Russon was one of them, and this digital “kick in the butt” nudged him into a career he was always interested in but had avoided. “I come from an agrarian background, farming, so it’s really about practicality” he says. “With art, you can’t eat it, you can’t live in it, and so it is really impractical from my background.” But now, after more than a decade as a fine artist, he says, “I’d live in a box if I had to because this is the right thing.”
Russon’s agrarian background and career in illustration can be seen in his paintings, which depict practical things like farmland and machinery, but with a highly developed sense of design that modulates various abstract elements. His paintings are also charged with a well-developed spiritual and metaphorical sensibility. “For me, my story comes from the religious aspect,” the artist says, “or if I’m dealing with an issue of my own, I see it from a spiritual perspective.”
Russon says he likes to work with the number three, a numeral with a longstanding religious connotation. In his landscape “Green Hill” we find in the center three red trees. The implications in this painting are too vast to grapple with, but as Russon describes it, the line falling vertically could represent ancestry; it also represents one’s own past, a personal history, the passage of time; and the central bold line of red in the ground represents the present. There is a certain practicality to this approach; a utility to it, there is substance to this that is the kind that comes from the agrarian, the farmer, but the structures, the abstract compositions, come from the artist.

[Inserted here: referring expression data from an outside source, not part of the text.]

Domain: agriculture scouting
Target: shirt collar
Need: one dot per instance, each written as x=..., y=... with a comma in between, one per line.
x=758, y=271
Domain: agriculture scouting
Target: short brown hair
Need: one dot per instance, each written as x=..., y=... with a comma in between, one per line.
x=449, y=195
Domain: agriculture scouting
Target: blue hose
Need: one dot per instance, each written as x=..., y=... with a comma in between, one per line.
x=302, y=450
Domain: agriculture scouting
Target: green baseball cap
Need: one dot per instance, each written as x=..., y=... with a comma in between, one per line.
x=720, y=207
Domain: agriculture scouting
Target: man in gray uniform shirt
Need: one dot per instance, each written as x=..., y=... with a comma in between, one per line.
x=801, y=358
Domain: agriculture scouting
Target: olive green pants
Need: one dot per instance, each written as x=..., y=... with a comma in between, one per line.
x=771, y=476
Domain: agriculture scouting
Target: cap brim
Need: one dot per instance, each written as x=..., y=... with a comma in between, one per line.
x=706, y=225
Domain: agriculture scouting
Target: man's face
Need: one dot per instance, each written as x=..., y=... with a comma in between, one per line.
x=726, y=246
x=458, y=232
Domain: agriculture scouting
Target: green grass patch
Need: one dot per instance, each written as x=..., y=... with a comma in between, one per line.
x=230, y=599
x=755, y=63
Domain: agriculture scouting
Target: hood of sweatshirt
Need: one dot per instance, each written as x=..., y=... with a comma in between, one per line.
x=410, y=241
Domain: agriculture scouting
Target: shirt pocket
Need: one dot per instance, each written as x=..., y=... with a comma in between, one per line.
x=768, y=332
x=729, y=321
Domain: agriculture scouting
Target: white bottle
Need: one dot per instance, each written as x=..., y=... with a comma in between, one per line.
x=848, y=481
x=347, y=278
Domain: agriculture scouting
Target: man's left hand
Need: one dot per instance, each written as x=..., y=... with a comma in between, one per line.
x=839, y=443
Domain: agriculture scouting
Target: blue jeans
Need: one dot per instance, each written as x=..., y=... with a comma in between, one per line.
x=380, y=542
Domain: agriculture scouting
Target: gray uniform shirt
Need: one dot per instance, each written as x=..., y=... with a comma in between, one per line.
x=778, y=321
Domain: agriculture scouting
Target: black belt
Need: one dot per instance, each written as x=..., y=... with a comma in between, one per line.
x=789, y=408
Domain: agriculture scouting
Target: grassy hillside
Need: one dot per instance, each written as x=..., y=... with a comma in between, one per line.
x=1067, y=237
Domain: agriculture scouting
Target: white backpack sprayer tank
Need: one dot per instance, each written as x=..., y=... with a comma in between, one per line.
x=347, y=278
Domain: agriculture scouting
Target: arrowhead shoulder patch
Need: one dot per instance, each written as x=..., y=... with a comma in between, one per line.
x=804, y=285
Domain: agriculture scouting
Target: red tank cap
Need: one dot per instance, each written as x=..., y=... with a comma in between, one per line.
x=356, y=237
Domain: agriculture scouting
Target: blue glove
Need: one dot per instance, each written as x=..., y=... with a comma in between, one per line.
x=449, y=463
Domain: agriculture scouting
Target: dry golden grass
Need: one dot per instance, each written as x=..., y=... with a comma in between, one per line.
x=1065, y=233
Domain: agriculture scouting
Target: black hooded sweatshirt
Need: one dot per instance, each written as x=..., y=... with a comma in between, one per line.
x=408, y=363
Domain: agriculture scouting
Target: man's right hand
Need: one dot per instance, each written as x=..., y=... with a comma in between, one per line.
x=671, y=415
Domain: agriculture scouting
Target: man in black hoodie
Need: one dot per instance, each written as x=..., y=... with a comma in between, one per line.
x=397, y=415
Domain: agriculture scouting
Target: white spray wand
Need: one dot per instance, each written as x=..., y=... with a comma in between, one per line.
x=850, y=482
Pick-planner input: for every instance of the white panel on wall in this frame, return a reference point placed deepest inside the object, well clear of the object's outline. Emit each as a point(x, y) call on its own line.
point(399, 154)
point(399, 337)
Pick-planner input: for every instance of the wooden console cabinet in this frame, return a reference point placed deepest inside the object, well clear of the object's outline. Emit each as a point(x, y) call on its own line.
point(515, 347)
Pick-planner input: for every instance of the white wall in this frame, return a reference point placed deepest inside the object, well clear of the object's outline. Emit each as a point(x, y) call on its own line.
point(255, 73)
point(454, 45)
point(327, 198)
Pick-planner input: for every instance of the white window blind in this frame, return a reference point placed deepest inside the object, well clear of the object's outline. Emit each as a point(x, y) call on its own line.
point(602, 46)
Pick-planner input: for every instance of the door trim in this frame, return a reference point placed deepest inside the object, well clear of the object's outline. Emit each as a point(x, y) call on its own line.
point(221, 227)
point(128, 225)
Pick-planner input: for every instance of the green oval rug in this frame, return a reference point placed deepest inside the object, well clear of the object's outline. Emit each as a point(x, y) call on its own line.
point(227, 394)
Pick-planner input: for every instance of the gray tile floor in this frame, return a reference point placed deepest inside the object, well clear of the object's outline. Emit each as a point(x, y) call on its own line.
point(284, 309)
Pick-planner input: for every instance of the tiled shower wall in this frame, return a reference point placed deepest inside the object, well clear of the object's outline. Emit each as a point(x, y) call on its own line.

In Russon’s wildlife paintings the animals become strong metaphorical presences while always remaining themselves. The animals become talismans for attributes we might look for in ourselves or others precisely because of what they are. In “Wolf Trio” Russon focuses on the structure of the bodies, and like a cubist, looks for the truth of the form, in and of itself, representational of the animals’ strength, its natural beauty and creation. The wolf is strong and is a pack animal. It will defend the other, it will fight for the pack, hunt and kill. The wolf already IS the metaphor for attributes that Russon’s audience might relate to or aspire to.
In his “Bison Tribes” the background is literal in substance even though its whole has been abstracted into a webbing of forest, a dense and fibrous articulation of flora that looks almost jungle-like. In the space that distinguishes it, we find a very bright pale salmon pink that seeps through. Like in a Warhol serigraph, Russon has coded identical rows of bison with different colors: orange, turquoise, yellow, and steel blue. How is this in any way practical? By using the literal metaphor of the animal and the character of the bison, by what we see on the canvas in this abstract articulation of form, we discover the reality of these animals, and we project the essences and ideals of ourselves as we perceive these creatures. They are each in a tribe, assuming a unique color, and in that tribe — again the number three is adhered to — one follows the other, and is secured to and grounded by the other. One is never alone. Yet there is a mass, a universality to the total, a universality of difference, that together finds a unity in a harmony of commonality and likeness, yet each remains the same in their essential differences, guided by the other, through the density and through and towards the light.
Ron Russon's "kick in the butt" was the result of economic factors beyond his control. But in losing his job, he found his calling, and with the singular style he has developed over countless hours he is able to explore his own spirituality and humanity in an authentic and, for his audience, highly revelatory way.
Ron Russon's paintings will be on exhibit at Utah Artist Hands beginning with a Gallery Stroll reception on Friday, October 17, 6-9 pm and continuing through November 15.